In taking such a step, the United States could, in fact, largely cover and safeguard its position on Article 19 by an explanatory statement which could include all necessary reservations and which could emphasize that from the beginning the sole purpose of the United States in raising the issue of Article 19 has been to protect the Charter and the strength of the Organization in its peace-keeping role, and that its present step is a continuation of this policy. At the worst, the United States would be holding up on Article 19 only until September, when the next session of the General Assembly convenes. The principle of collective financial responsibility should, naturally, be strongly reasserted.
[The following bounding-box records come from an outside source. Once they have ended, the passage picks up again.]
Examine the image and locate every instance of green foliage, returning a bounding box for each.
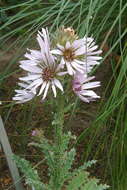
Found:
[14,132,108,190]
[13,155,46,190]
[0,0,127,190]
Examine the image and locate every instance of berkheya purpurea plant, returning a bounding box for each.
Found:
[13,27,108,190]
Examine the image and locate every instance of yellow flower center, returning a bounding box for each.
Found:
[63,48,75,61]
[42,68,55,81]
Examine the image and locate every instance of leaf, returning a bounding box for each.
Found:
[66,171,88,190]
[13,155,47,190]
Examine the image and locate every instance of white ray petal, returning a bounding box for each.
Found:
[66,62,74,75]
[19,65,42,73]
[42,82,50,100]
[50,49,63,55]
[19,74,41,81]
[53,79,63,91]
[52,84,56,97]
[38,81,47,96]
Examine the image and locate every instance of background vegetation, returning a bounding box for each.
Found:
[0,0,127,190]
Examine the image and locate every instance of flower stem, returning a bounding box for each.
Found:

The supporters of the United States position would need to be consulted so as to avoid any feeling by them that they were being “let down”.

Fully recognizing the risks in pursuing this latter course, I would nevertheless think it worthy of serious consideration.

The United Nations unquestionably has been, and will be further, weakened because some of its members fail to meet their Charter obligations by refusing to pay some of the assessments due. But the very nature and existence of the United Nations is rooted in the fact that some states, members as well as non-members, cannot always be relied upon for good and honorable conduct. The “good guys” seem always to carry more than their share in any organization or institution, domestic and international alike. Moreover, it is only realism to face the fact that a United Nations, even with some delinquent members, particularly if these should be France and the Soviet Union, is still preferable by far to no United Nations at all, or to an ineffective one, as it would surely be without those two countries.

The domestic political repercussions to the suggested course would probably be strong, at least for a while. For even in the United States today, magnanimity can be mistaken for weakness and statesmanship for lack of nerve. In this case, however, so much is at stake that risks of some kind are not only inescapable but justifiable. After all, twenty [Page 729] years of achievement and advance in international organization and order, as well as the future effectiveness of the United Nations, are in serious jeopardy over an issue which does not directly affect the vital interests of any of the countries mainly concerned.

It would not avail very much to save the Charter and lose the Organization.

Ralph J. Bunche
  1. Source: Johnson Library, National Security File, Country File, United Nations, Article 19, Vol. 2. No classification marking. The memorandum was given to Bill Moyers of the White House staff who forwarded it to President Johnson on February 5. (Memorandum from Moyers to Johnson, February 5; ibid.) The President passed the memorandum to Bundy. In a March 2 memorandum to the President, Bundy commented, “I don’t think there is anything for us to do on this one right now.” (Ibid.)